Nuestro tiempo está marcado por cambios constantes y los cristianos no están exentos, por eso, los sacerdotes y demás personas comprometidas con la fe no deben perder de vista la necesidad de predicar ésta y otras verdades de fe. La necesidad se da por un doble motivo:
El primero es la frecuente afirmación de Jesús. Nuestro Señor conoce bien la posibilidad de una condenación eterna, y como ama mucho a los hombres y desea su salvación, en su evangelio «habla con frecuencia de ‘la gehena’ y del ‘fuego que nunca se apaga’» (Catecismo 1034). El mismo Señor habla con mucha frecuencia sobre la existencia del infierno, sin embargo en nuestros días existe un deliberado silencio que debe preocuparnos.

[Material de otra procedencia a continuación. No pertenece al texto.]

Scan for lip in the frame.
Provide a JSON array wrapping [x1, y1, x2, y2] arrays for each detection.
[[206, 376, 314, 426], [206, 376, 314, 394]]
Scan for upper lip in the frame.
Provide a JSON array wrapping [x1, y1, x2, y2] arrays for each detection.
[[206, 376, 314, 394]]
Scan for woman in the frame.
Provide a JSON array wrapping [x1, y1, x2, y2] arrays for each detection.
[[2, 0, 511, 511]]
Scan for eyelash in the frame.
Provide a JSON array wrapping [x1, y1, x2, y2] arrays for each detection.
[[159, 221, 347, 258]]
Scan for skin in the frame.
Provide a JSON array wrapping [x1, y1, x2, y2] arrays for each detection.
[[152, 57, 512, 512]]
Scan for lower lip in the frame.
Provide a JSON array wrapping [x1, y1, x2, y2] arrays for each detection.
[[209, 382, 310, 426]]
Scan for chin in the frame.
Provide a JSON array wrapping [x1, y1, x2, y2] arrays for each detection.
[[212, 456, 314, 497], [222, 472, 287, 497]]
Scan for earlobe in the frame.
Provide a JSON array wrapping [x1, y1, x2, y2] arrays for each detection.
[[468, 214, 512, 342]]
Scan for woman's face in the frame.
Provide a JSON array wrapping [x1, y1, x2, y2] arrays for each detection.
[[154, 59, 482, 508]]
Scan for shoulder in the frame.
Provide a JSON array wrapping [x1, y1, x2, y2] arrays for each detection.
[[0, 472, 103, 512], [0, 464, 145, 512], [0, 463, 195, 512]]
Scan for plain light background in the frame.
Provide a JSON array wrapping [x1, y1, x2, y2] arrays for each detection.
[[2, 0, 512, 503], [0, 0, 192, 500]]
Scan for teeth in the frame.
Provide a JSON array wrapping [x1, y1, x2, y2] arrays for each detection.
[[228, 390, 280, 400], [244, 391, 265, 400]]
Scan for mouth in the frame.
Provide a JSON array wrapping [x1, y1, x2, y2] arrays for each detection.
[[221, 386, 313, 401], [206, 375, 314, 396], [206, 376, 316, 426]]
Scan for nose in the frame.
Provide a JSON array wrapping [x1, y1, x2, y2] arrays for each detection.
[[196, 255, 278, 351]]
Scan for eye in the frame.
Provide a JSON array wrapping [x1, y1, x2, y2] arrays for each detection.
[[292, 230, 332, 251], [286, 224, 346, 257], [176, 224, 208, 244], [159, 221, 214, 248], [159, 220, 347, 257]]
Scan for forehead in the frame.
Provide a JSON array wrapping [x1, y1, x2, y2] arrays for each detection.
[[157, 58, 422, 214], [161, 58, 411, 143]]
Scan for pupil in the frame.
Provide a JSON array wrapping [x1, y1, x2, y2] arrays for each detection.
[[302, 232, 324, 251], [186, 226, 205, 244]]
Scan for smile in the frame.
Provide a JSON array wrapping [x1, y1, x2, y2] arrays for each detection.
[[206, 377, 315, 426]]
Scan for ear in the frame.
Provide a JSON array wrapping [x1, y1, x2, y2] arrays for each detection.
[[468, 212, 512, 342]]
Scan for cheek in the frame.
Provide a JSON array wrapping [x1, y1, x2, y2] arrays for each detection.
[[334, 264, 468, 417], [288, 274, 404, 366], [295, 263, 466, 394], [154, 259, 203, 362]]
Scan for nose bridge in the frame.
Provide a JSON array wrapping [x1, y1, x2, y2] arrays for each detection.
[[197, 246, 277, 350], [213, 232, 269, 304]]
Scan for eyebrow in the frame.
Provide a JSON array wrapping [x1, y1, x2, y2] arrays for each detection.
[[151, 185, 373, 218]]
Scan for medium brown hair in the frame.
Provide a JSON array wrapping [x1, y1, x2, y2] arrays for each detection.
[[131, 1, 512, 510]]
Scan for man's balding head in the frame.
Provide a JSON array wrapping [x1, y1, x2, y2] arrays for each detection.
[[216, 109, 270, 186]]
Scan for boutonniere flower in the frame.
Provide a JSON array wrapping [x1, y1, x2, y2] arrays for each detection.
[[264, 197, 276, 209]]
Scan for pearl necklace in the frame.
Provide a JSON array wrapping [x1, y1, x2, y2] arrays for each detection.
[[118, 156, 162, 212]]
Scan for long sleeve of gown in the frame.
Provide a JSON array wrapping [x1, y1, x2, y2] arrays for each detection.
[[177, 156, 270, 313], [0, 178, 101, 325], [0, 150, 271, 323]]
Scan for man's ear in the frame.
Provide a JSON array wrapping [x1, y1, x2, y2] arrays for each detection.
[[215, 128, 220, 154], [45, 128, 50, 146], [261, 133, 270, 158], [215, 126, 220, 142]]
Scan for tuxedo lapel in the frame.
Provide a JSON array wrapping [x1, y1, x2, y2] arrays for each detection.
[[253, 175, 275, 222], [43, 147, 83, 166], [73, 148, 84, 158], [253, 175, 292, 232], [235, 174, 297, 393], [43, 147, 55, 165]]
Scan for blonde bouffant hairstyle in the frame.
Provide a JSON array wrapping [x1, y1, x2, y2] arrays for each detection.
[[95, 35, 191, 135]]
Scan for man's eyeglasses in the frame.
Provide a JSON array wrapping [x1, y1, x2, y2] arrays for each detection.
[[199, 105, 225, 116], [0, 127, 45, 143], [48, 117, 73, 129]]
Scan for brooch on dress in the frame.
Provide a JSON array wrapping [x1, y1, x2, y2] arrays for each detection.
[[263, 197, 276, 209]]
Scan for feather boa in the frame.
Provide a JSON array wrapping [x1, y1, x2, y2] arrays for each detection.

El segundo es la predicación que alimenta la fe del pueblo. Atendamos a estas palabras: «El justo vive de la fe (…) La fe es por la predicación, y la predicación por la palabra de Cristo» (Rm 1, 17; 10, 17). En el caso concreto del sacerdote, la fe en la verdad revelada es un presupuesto necesario para que su predicación tenga la fuerza suficiente para alimentar la fe del pueblo que le fue confiado. El sacerdote debe creer aquello que va predicar, de lo contrario terminará creando un pueblo ignorante con un desenlace final nefasto en el peor de los casos, y esta consecuencia será compartida en primer grado por el sacerdote que estuvo encargado de alimentar la fe de ese determinado pueblo.